Y qué mejor para eso que utilizar el amor. El «celo» de las mujeres es el amor. Es una hipótesis, lo sé, que en nada pretende desprestigiar este real y profundo sentimiento humano, pero que, según creo, se manipula para «autorizar» una actividad humana, el sexo, que no necesariamente debe ir, ni física ni emocionalmente, unida a él.

Hemos sido educadas desde pequeñas para amar amando. El enamoramiento nos legitima moralmente en nuestras andanzas. Estamos siendo continuamente reeducadas para que respetemos esa asociación amor/sexo. Ése es el programa, creo, aunque no todas las mujeres caen indefectiblemente en él. «Seguro, el amor es la respuesta. Pero mientras esperamos la respuesta, el sexo plantea preguntas muy pertinentes», declaraba Woody Alien en una entrevista. Para un tiempo después matizar: «El sexo sin amor es una experiencia vacía, cierto. Pero de entre las experiencias vacías es una de las mejores».

Sorbí el té evitando quemarme. Pierre me sostenía la mano con dulzura.
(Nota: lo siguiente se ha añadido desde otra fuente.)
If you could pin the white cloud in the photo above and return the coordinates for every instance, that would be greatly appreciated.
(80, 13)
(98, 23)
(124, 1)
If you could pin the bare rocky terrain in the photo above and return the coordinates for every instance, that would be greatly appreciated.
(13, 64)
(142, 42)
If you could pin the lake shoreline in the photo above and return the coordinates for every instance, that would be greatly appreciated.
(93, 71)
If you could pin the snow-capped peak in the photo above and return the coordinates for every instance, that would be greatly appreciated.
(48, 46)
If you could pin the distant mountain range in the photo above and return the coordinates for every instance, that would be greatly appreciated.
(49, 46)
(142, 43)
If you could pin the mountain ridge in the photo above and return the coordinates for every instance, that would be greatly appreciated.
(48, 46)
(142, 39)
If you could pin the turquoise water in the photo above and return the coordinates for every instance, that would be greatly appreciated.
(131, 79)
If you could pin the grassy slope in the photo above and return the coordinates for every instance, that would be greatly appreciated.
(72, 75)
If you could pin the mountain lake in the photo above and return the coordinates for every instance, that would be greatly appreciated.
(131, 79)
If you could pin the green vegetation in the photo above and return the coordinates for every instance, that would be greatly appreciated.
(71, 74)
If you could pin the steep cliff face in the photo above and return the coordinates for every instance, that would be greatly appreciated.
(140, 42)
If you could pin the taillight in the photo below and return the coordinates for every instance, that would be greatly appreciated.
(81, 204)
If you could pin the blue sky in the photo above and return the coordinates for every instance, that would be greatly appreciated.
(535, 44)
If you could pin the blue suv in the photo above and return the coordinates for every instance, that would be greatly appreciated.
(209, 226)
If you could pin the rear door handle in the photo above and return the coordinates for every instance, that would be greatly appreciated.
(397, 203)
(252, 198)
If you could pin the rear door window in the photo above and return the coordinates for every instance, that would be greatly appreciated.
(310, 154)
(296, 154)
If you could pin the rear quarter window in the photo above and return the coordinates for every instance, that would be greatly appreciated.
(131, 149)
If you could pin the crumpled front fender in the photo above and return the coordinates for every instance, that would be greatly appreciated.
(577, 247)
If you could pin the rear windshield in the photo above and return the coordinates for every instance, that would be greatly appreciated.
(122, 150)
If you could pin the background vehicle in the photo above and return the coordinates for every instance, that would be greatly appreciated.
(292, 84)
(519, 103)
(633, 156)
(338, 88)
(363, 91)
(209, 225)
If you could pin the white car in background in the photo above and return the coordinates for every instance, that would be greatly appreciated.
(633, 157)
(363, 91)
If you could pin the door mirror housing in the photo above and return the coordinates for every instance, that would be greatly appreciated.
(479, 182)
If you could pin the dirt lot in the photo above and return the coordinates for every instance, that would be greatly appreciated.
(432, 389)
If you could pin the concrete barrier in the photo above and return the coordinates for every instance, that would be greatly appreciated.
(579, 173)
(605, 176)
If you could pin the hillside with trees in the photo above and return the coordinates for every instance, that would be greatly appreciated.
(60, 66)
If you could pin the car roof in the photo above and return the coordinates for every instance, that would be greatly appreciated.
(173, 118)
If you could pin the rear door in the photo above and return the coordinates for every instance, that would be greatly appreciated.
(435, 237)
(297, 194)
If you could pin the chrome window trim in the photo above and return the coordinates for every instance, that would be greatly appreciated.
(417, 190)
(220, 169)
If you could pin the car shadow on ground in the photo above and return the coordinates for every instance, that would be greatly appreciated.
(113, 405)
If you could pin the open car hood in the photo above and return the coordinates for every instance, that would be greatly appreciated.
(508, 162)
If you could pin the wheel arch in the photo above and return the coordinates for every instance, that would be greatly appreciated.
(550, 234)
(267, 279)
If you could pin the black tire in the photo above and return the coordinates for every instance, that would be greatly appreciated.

Acercó sus labios a los míos y después de besarme, me propuso seguirle.

Luc acababa de secar unos vasos.

– Vamos arriba, ¿vienes?

El paño húmedo sobre la barra fue su respuesta afirmativa.

En el deseo sexual, la mujer es un animal que bebe té y el hombre uno que bebe agua. Los dos son actos motivados por una misma apetencia: la sed. Pero ello no supone que el «volumen» de sed entre unos y otros no sea el mismo. De igual manera, la cantidad de deseo sexual no se cuantifica por género. Hay, en todo caso, una diferencia cualitativa que tiene que ver con la «construcción» de la bebida, con la elaboración del deseo.

Regresé a casa al alba. Mi encuentro sexual con Luc y con Pierre había sido muy satisfactorio. Continué un tiempo viéndome con Pierre. Llegué incluso a pensar que posiblemente él cubriría la ausencia de Giovanni. Pero me equivoqué. La discusión que mantuvimos el día que yo, inocentemente, le pregunté por Luc, puso fin a nuestra relación. Le resultó difícil entender que yo no amaba a Luc. Aunque quizá le resultó más difícil entender que yo hubiera follado con Luc sin amarlo.